3 Phases of a Successful Year-End Giving Campaign
2 min to read ✭ In this post, we will go over the three phases of a successful year-end giving campaign.
As a nonprofit marketer, you probably have a love-hate relationship when it comes to your own fundraising. It’s when you can drive a ton of revenue and prove our worth, yet it’s stressful. We want to share the three phases that we think about when it comes to year-end giving. We’ve titled them Mission Planning, Launch, and the Extended Mission. We’ll walk you through this framework and what those three key phases look like.
Phase 1: Mission Planning
We recommend having the mission planning phase fully completed by the end of October at the very latest. In this phase, you definitely want to lock in your overall year-end campaign theme, what the ask is, the general appeal, as well as build a lot of the assets for your year-end fundraising campaign. This includes your landing page, the general banners you’re using across social and in email. Next, you certainly want to dive into your segmentation. What key audiences are you communicating with? How are you communicating with them differently? You’ll want to schedule this out in your calendar through December and even into January. How are you communicating with your supporters, potential supporters and donors throughout this entire campaign? A video can be really advantageous to have ready to go for year end. If this is something you’ll be using, you definitely want to get a head start and get that all dialed in. The last piece is really understanding the channels you’re going to be utilizing. This can range from email to Facebook and Instagram ads, Google ads, Google Ad Grants, and more. Make sure to get those builds completed during the mission planning phase.
Phase 2: Launch
In this phase, you’re launching all the channels you identified as high potential in your planning phase. There are going to be different milestones depending on where you are in your campaign. In November you’ll be super focused on sharing impact and driving engagement. Then you’ll definitely want to have a hard ask around Giving Tuesday and the middle of December.
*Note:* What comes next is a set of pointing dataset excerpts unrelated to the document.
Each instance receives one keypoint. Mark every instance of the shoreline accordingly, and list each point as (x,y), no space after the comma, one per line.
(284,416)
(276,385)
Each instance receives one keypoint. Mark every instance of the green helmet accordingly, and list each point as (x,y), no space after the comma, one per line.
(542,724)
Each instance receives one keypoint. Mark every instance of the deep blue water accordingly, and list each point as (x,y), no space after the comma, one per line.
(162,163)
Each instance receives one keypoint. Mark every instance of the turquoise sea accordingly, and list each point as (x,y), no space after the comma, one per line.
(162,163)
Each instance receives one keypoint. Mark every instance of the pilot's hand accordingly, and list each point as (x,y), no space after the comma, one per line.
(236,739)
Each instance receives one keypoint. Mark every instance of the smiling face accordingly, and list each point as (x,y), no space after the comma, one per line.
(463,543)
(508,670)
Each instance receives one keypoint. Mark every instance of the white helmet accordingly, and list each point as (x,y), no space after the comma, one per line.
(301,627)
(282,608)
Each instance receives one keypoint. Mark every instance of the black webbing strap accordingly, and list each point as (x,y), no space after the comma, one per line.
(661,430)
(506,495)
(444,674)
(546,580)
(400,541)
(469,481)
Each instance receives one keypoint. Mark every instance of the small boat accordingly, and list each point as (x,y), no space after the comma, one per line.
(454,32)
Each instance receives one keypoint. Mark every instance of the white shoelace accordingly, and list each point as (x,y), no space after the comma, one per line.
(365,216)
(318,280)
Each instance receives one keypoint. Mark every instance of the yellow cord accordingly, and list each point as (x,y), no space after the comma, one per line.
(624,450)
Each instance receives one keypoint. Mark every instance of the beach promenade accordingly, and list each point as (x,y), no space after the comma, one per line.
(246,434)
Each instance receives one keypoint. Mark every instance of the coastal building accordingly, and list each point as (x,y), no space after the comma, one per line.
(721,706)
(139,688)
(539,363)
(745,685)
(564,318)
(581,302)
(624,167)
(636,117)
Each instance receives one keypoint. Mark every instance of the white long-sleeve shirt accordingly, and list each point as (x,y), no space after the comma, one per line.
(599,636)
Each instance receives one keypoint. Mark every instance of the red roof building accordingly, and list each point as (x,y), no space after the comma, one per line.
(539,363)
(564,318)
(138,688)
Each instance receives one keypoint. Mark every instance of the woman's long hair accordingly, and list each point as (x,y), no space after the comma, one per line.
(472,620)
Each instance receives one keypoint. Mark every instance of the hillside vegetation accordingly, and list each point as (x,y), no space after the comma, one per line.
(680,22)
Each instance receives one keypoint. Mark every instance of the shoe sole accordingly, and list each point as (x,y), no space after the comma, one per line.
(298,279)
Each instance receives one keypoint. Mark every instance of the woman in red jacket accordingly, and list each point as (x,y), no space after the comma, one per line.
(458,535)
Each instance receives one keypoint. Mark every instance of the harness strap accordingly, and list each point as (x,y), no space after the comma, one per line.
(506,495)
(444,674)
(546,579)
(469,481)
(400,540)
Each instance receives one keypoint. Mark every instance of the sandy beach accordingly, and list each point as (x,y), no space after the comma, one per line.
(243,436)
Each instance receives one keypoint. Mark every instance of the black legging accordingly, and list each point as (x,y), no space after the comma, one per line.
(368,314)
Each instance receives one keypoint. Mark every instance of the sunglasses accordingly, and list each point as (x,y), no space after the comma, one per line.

Those last three days of the year you’re really driving home the big bucks. The launch phase is about traction, traffic and really trying to take your campaign to new heights.
Phase 3: Extended Mission
There is a big opportunity for organizations after year end and it really centers around stewardship. It’s about expressing gratitude in January and sharing with donors your plans for what these funds are going to drive in the new year. This is an opportunity for you to really analyze how your year end went. What were your intended results, what were your actual results, what were your key learnings and what are you going to now apply to your whole new year fundraising strategy? That’s what the extended mission is about. Often you can roll those into new opportunities. Things like recurring giving and starting the new year off like never before.